Mark Twain escreveu que os dois dias mais importantes da vida de alguém são o dia em que ele nasce e o dia em que ele descobre pra quê.
Pois o Artur nasceu há 14 anos e tem estado, desde então, à espera do dia da tal descoberta.
Portador de fibrose cística, que lhe destruiu completamente o pulmão direito e comprometeu seriamente o esquerdo, tinha apenas 23% da capacidade pulmonar prevista para a sua idade. Invejava os coleguinhas que jogam futebol e, resignado com o peso do fardo, já se contentaria em caminhar sem ofegância.
Quando a situação ficou insustentável, entrou em lista de espera para o transplante dos pulmões. A dificuldade de se conseguir doadores de tamanho compatível com sua mirrada caixa torácica tornou evidente que não viveria o tempo suficiente para contar com a doação improvável.
Cogitada a possibilidade de transplante com doadores vivos, a alternativa foi saudada com alegria pela família, porque agora dependia só dela a reparação do sofrimento injusto.

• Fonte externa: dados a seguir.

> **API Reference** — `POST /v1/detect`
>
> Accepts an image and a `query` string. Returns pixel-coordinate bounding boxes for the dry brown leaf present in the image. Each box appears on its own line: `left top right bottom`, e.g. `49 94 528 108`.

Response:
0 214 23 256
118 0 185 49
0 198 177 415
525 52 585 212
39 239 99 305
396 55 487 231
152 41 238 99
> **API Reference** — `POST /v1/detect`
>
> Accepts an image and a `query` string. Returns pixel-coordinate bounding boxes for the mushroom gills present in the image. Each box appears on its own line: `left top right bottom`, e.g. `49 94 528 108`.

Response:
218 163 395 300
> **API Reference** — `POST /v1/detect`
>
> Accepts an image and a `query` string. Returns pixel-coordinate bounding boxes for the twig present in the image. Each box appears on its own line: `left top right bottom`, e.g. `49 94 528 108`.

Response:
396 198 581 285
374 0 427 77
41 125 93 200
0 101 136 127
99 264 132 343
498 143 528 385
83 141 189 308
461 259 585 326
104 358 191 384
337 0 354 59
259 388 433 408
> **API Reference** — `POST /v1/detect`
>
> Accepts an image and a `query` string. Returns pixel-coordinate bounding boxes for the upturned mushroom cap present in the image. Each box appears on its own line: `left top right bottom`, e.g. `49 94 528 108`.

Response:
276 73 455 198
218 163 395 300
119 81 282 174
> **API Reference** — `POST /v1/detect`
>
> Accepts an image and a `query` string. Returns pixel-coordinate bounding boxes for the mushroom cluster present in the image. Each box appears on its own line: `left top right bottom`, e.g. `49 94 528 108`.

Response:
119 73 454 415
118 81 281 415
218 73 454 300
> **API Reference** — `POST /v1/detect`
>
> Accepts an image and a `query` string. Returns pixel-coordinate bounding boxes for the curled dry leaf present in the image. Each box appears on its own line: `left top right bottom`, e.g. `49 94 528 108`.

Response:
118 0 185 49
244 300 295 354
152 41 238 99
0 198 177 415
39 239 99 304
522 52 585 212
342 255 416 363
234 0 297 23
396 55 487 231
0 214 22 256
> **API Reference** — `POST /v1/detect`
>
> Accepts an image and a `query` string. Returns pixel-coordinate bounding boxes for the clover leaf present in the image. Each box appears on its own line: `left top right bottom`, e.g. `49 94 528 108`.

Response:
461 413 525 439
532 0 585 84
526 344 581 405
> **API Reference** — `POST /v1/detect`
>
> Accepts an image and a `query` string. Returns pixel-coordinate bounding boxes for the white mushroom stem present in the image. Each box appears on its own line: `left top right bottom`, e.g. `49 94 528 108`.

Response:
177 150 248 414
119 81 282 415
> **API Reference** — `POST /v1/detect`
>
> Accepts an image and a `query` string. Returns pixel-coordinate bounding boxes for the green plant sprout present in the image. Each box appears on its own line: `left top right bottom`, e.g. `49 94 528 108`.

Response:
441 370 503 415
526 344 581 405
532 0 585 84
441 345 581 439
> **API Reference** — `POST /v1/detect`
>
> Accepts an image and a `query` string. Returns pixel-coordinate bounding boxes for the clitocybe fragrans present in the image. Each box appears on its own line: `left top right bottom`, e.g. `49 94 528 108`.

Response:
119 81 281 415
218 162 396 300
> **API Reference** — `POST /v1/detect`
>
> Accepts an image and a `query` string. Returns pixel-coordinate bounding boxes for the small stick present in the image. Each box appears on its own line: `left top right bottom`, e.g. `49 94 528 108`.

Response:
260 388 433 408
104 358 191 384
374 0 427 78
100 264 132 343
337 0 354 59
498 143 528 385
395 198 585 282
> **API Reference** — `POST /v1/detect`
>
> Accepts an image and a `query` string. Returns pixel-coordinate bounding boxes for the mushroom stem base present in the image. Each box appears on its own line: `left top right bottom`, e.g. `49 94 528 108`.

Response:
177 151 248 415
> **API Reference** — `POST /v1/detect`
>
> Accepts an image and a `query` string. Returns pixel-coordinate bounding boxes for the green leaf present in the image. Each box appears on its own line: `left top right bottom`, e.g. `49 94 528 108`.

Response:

A avaliação dos doadores naturais, pai e mãe, só trouxe desassossego: ele incompatível do ponto de vista sanguíneo, e ela uma asmática inviável. Começaram, então, a busca ansiosa por alternativas. A primeira oferta satisfazia plenamente: uma irmã mais velha tinha todas as condições e o desejo evidente de salvar o caçula, um garoto lindo de sorriso tímido que se tornara, por doçura, o polo aglutinador do amor familiar.
A informação de que havia um primo determinado a doar completava o quadro de alívio da equipe médica, já engajada no esforço euforizante de salvar o Arturzinho. Foi quando se realizou a reunião para se programar o procedimento que se soube que o tal primo era, na realidade, filho de uma irmã da avó, e o parentesco de quinto grau o colocava além do limite legalmente aceito para o transplante intervivos, que se restringe ao terceiro grau.
Nesta condição, é indispensável a autorização judicial, uma blindagem legal que previne qualquer possibilidade de uma doação com pretextos ilícitos.
Encaminhados os documentos, causou surpresa a rapidez com que foi obtido o acorde do juiz responsável. Soube-se então que, na entrevista com o magistrado, ocorrera o seguinte diálogo:
"Qual é a sua motivação para doar uma parte do seu pulmão a um primo distante?". "Acontece, senhor juiz, que eu não sou apenas um primo qualquer, de quinto grau. Eu sou o melhor amigo do pai do Artur, e eu não suportaria a ideia que ele perdesse o seu terceiro filho para essa doença maldita só porque eu me neguei a doar!".
Houvera uma comoção do juiz, que prontamente autorizou o transplante.
Questionado sobre essa decisão altruísta, o Moisés me confessou: "Eu acho, doutor, que às vezes a gente tem de fazer algumas escolhas, e descobri que as decisões boas impõem mais coragem porque exigem desprendimento, e podem ser mais difíceis do que as más. As atitudes egoístas são mais cômodas e espontâneas e, por isso, mais simples. De qualquer modo, estou feliz com a minha decisão e pronto para doar!".
Saí do quarto daquele jovem corajoso e determinado com a convicção de que o mundo terá solução enquanto existirem pessoas grandes assim.
Mas foi inevitável o desconforto de reconhecer que o tal mundo solucionado pode demorar, por quão raro é esse tipo de gente.